Verstappen was 13.8s in the distance as another yellow flag was waved on Yuki’s return to the track as he complained of more issues and a virtual safety car was deployed, giving Max Verstappen the perfect window to pit for hard tyres for his final journey to the chequered flag. This marked the end of the race for the AlphaTauri man as many questions surround his car failure and the FIA announced an investigation.
Verstappen was followed in by numerous other cars, including the two Mercedes men who also put on some new medium tyres, but Hamilton remained a lengthy 17 seconds behind Max Verstappen.
Racing resumed with 22 laps left, and the leading Red Bull on hard tyres was 12.8s ahead of Hamilton who was on mediums – the British driver was given the go ahead to ‘push’ by his team in the final laps.
Yellow flags were waved once again as Alfa Romeo’s Valteri Bottas stopped on the home straight as a safety car arrived on track.

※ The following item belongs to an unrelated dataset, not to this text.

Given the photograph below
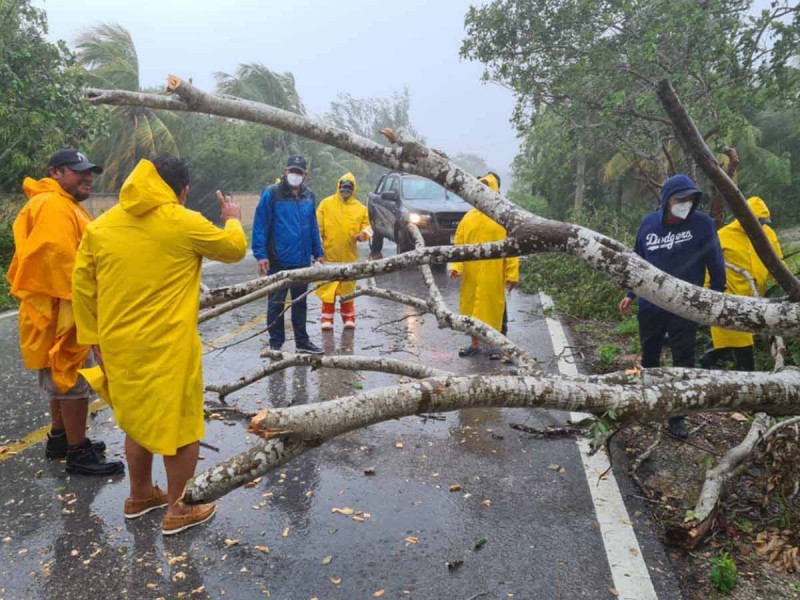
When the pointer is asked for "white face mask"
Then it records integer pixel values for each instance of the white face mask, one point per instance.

Much to the shock of commentators, Verstappen re-entered the pits for soft tyres and was back out in third. He was followed into the pits by George Russell, who opted for the same strategy as Hamilton remained on mediums and was now leading this race ahead of the restart.
The safety car came in on Lap 61 as racing resumed and Verstappen quickly retook the lead of the race passing Hamilton on the home straight. A furious seven-time world champion was then overtaken by his teammate on faster soft tyres and he made his thoughts known over the team radio saying: “That was the biggest **** up.”
Minutes later, Charles Leclerc eased past him as well, and while there were just six laps to go, Max Verstappen was holding a comfortable three-second lead over Russell.
At the chequered flag, Verstappen delighted the Dutch fans with another victory for the world championship leader at his home race. George Russell came home second, with Charles Leclerc taking the final podium spot.